KO ENTERPRISES: ROAD MAP TO A LIVING WAGE
FRAU FIBER

H&M is one of America’s most popular fast fashion brands with hundreds of stores located all over the country. In proximity to the Craft in America Research Center, the Beverly Center is home to one such store. In this urban fashion geography Frau Fiber challenged H&M to provide evidence to back up it’s “fair living wage.” H&M claims, “It has always been our vision that all textile workers should be able to live on their wage. We are focusing on our strategic suppliers to start with. Our goal is that all of them should have improved pay structures for fair living wages in place by 2018. This will affect around 850,000 textile workers.”

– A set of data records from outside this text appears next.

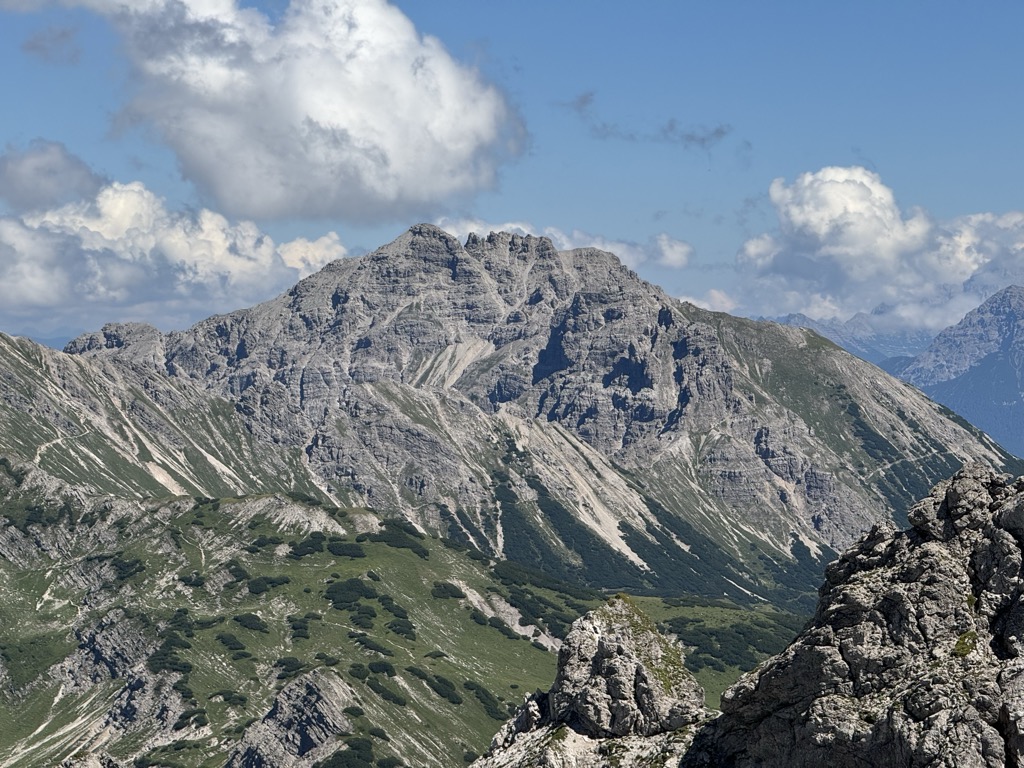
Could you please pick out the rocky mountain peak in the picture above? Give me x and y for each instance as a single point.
(976, 368)
(913, 657)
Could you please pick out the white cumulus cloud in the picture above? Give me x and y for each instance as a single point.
(339, 110)
(123, 255)
(845, 246)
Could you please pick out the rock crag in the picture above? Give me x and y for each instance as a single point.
(623, 696)
(913, 657)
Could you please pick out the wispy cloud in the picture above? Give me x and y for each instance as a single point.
(55, 45)
(44, 174)
(672, 131)
(119, 253)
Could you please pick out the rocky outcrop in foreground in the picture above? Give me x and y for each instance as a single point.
(623, 696)
(913, 657)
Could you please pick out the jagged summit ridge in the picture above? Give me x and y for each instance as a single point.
(544, 406)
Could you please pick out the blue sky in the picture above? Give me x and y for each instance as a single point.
(187, 157)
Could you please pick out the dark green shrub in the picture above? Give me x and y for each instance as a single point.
(252, 622)
(446, 590)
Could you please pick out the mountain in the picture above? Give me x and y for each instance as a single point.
(977, 368)
(546, 407)
(865, 336)
(269, 630)
(349, 525)
(912, 657)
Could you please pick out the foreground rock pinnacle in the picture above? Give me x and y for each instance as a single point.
(914, 657)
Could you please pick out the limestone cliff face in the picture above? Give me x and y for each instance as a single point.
(551, 407)
(913, 657)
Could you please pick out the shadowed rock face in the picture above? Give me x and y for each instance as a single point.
(913, 657)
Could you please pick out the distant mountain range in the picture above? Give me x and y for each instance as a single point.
(209, 536)
(977, 368)
(864, 336)
(546, 407)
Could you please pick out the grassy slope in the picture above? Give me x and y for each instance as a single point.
(139, 555)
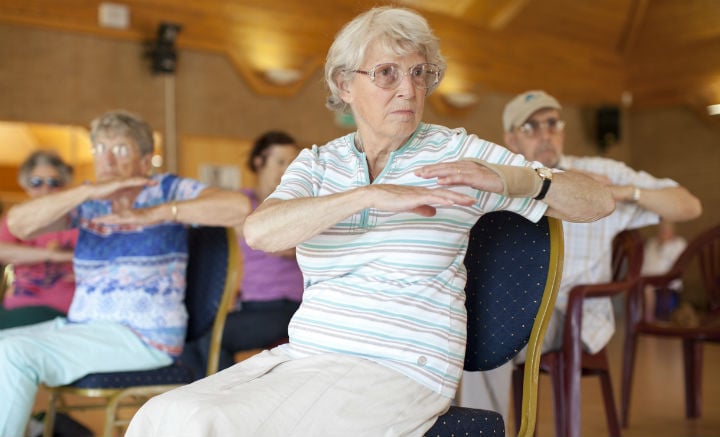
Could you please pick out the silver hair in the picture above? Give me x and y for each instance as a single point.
(44, 157)
(124, 123)
(400, 30)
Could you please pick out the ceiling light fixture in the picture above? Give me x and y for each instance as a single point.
(282, 76)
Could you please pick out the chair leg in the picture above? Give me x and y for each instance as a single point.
(557, 381)
(692, 355)
(628, 367)
(110, 415)
(609, 399)
(49, 421)
(517, 388)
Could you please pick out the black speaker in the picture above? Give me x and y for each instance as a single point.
(164, 56)
(607, 122)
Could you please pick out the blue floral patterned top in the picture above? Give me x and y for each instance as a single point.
(135, 275)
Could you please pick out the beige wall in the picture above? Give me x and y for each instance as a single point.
(60, 77)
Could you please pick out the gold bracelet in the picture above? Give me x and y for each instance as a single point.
(173, 209)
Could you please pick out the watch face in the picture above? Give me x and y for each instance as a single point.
(545, 172)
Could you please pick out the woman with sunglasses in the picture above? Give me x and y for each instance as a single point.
(380, 219)
(43, 283)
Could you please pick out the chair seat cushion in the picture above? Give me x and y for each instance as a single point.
(173, 374)
(459, 421)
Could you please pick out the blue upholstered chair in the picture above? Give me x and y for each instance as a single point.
(514, 268)
(211, 274)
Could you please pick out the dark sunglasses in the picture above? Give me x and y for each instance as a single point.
(37, 182)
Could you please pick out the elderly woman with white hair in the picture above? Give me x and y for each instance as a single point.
(380, 218)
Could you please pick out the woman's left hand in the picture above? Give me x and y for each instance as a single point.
(463, 172)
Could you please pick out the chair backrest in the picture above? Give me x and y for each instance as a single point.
(211, 279)
(705, 250)
(514, 268)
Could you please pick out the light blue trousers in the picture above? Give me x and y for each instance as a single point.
(56, 353)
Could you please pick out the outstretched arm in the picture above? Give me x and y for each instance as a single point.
(48, 213)
(572, 196)
(212, 207)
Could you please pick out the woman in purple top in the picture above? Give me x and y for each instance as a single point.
(44, 282)
(272, 285)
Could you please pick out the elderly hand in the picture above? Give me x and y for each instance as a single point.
(463, 172)
(420, 200)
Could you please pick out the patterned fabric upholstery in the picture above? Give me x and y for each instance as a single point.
(507, 269)
(507, 263)
(206, 275)
(469, 422)
(174, 374)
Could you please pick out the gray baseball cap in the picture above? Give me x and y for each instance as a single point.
(519, 109)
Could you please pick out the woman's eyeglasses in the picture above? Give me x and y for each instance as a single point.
(119, 150)
(389, 76)
(37, 182)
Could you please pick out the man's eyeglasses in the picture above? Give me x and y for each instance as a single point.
(37, 182)
(119, 150)
(532, 128)
(389, 76)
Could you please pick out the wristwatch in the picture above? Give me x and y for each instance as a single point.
(546, 177)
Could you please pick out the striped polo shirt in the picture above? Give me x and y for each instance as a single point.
(389, 286)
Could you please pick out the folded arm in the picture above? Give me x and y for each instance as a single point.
(572, 196)
(11, 253)
(281, 224)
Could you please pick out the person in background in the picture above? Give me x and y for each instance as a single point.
(534, 128)
(380, 218)
(660, 254)
(44, 282)
(271, 286)
(127, 312)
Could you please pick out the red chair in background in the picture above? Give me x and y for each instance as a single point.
(567, 365)
(703, 254)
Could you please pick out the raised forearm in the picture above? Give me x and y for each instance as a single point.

However, Frau’s sources say the reality on the ground looks more like indentured service, with workers living on three dollars a day, which isn’t enough to cover rent and food. Frau Fiber wants H&M to show proof of shifts towards providing garment workers with living wages. To performatively draw attention to this, Frau knocked off garments from H&M’s 2015 Conscious Exclusion Collection. At the Craft in America Research Center she produced seven knock-off garments in five hours, using a hand crank sewing machine, with the intention to encourage viewers to consider H&M’s working practices and stop making purchases until the company manifests their “fair living wages” statement.